Percy hesitated, and then transmitted back, “Well, first let me state flat out that we’re nothing but a cargo sub — and let me emphasize: un-fucking-armed. Second, we’ve been severely damaged, and swam through an icy hell to get back to the surface. We’re out of fuel and extremely low on power. Long and short is that we’re in some desperate need of help, and you are the only contact we’ve seen in these fucking desolate waters.”

Another moment passed. “Yeah. Well. These waters are empty because the Authorities running this territory right now are a bunch of tight-sphinctered class-A-holes who seem more interested in shooting down transports than letting any commerce commence. It’s a fucking bad place to be not moving and on the surface.”

“Not moving is hardly typical for us. What are you sitting on there? We don’t see any ship in the scope. Any assistance you can offer would be much appreciated.”

“Ehh, I’m not one who is much for offering assistance, so for the next few minutes here I think I’m not going to show ya what I’m riding. But if yer telling the truth, I don’t envy your dire-ass situation.”

“I absolutely understand your unwillingness to not tip your hand. Anything I can do to reassure you we aren’t anything other than what we say we are?”

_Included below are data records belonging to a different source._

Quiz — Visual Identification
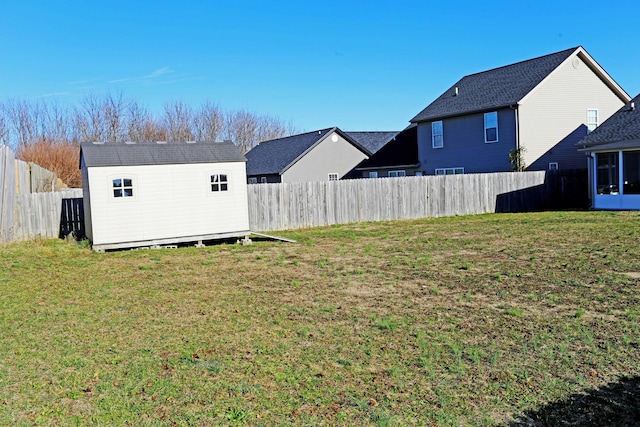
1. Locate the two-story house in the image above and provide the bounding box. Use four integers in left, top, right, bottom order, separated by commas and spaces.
411, 47, 630, 175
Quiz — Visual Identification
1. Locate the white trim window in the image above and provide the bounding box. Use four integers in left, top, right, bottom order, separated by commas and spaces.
436, 168, 464, 176
587, 108, 598, 135
431, 120, 444, 148
111, 178, 133, 198
211, 173, 229, 192
484, 111, 498, 144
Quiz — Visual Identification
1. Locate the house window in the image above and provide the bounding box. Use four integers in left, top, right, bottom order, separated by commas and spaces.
436, 168, 464, 175
112, 178, 133, 197
484, 111, 498, 143
596, 153, 619, 194
431, 120, 444, 148
587, 108, 598, 134
622, 151, 640, 194
211, 173, 229, 192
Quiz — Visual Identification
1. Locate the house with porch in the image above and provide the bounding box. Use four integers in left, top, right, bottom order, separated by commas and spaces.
578, 95, 640, 210
411, 47, 630, 175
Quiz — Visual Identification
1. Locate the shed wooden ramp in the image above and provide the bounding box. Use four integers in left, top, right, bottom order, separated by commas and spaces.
251, 231, 298, 243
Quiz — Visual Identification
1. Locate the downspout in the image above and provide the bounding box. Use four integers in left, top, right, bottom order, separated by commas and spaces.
587, 151, 596, 208
509, 103, 524, 169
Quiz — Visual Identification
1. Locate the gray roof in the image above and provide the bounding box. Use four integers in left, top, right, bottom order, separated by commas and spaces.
246, 127, 370, 176
578, 95, 640, 150
80, 141, 246, 166
345, 131, 400, 154
411, 47, 580, 123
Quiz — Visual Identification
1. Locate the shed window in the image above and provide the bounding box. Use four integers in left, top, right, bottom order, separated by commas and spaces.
211, 173, 229, 191
431, 120, 444, 148
484, 111, 498, 142
112, 178, 133, 197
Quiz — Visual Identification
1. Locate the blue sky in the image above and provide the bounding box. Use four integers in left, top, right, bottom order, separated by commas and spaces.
0, 0, 640, 131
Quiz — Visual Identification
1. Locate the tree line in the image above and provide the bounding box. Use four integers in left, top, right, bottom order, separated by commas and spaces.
0, 92, 296, 186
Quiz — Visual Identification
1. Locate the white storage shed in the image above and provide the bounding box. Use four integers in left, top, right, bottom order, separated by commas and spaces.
80, 141, 250, 251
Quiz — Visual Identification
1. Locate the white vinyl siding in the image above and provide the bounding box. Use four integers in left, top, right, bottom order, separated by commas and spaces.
484, 111, 498, 143
111, 178, 133, 198
431, 120, 444, 148
87, 162, 249, 246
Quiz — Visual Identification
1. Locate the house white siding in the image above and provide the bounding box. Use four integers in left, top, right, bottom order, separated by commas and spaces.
83, 162, 249, 247
282, 132, 367, 182
518, 54, 624, 169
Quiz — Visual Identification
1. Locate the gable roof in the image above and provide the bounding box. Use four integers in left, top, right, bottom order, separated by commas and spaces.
356, 125, 420, 170
345, 131, 400, 154
578, 95, 640, 151
246, 127, 370, 176
80, 141, 246, 167
411, 46, 629, 123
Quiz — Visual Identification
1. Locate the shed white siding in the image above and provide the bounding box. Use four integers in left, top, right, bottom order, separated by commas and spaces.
87, 162, 249, 248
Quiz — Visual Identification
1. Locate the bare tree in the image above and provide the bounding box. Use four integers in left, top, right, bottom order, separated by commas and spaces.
164, 101, 194, 141
193, 101, 224, 141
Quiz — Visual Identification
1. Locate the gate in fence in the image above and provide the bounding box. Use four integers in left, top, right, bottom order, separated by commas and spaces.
58, 197, 84, 240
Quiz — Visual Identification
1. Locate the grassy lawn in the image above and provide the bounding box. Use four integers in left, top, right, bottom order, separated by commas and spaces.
0, 212, 640, 426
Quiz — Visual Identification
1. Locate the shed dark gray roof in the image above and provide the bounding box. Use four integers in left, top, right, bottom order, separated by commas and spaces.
246, 127, 370, 176
411, 47, 580, 123
80, 141, 246, 167
345, 131, 400, 154
578, 95, 640, 149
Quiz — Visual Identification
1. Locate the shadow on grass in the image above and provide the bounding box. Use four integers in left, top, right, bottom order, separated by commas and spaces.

“The territorial Authority motherfuckers around here generally just shoot first, check papers later. They’re not much for mind games. So the fact that you haven’t already shot at me says a lot.”

There was a long pause of radio silence. Percy held the mic off-angle in her hand while listening. She began to worry that she had lost their only chance for help.

The ship-to-ship crackled back to life. “Alright. I think I can risk pulling alongside ya, and poppin’ the hatch. Don’t send nobody onto my boat without my say-so, or I’ll dive straight out from under ya. Fucking’ got it?”

“We’ll look for you — for something — off the port side. Out.”